Getting Back on Track

It's been hard finding the time to sit every day. I have let work take over my life, and I am feeling the effect. The spaciousness that used to permeate my days has gone. Instead, weariness and restlessness. It is as if my constantly stimulated mind is on overdrive. I then think about all the others whose demanding lives are also playing tricks on them. Care workers who sometimes hold two jobs to make ends meet, and function on 3 to 4 hours of sleep every night. Exhausted new moms whose new babies won't stop crying, and with no grandma nearby to help out. Med residents on duty 36 hour straight. Sandwiched daughters spread too thin between their teenage children and their ailing parents.  Young lawyers trying hard to climb up the corporate ladder . . . Very few of us can escape the pressure from living in our task-driven, disenfranchised culture. Such busy-ness is exacting a price. Many of us end up being super-stressed, anxious, depressed, with no end in sight. 
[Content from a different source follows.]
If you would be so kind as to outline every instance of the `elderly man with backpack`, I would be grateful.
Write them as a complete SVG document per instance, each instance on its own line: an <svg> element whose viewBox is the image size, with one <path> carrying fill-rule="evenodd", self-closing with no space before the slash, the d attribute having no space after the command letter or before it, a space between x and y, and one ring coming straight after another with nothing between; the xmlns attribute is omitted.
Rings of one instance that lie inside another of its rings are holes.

It is ironic that neuroscience is coming up with more and more studies showing the power of mindfulness practice to reduce such stress. We know mindfulness can save our health, both mental and physical. It can help us find more joy. It can repair our frayed telomeres. The problem is how to find the time and motivation to practice every day. Superseding the time issue, is the need to feel compelled enough to make the necessary effort. Looking back on my years as a meditator, I can see a pattern. Times of intense practice, followed by waning in my dedication, then having to suffer the consequences, until the realization one day of needing to get back on track. This is where I am at today. The violence done to myself from not giving my mind enough time to settle every day, is now to intense to be ignored. I love myself too much! 

Sitting right now, I let myself feel the pain from always being 'on'. Tight throat, stomach in a knot, tiredness, shallow breath . . . The central nervous system needs to switch from sympathetic to parasympathetic mode. I need to make mindfulness more of a priority every day, and I need to find the time. Now, time is an interesting notion, particularly in regards to practice. No matter how busy I may be with work, the truth is there is still ample opportunities for mindfulness. First, starting in the morning with allowing enough time to sit. When is my first work meeting? How soon do I need to set the alarm? How about foregoing checking and answering emails first thing? Of course, mindfulness is not just about sitting once every day. It needs to be woven into work, and all my other activities. One simple switch  I can make is to cut down on all the times I spend throughout the day surfing the web, whenever I feel I need a break. How about using those periods to quietly sit or practice walking meditation? Good intentions, that need to be acted upon. 

How are you doing with your practice? Do you struggle like I do?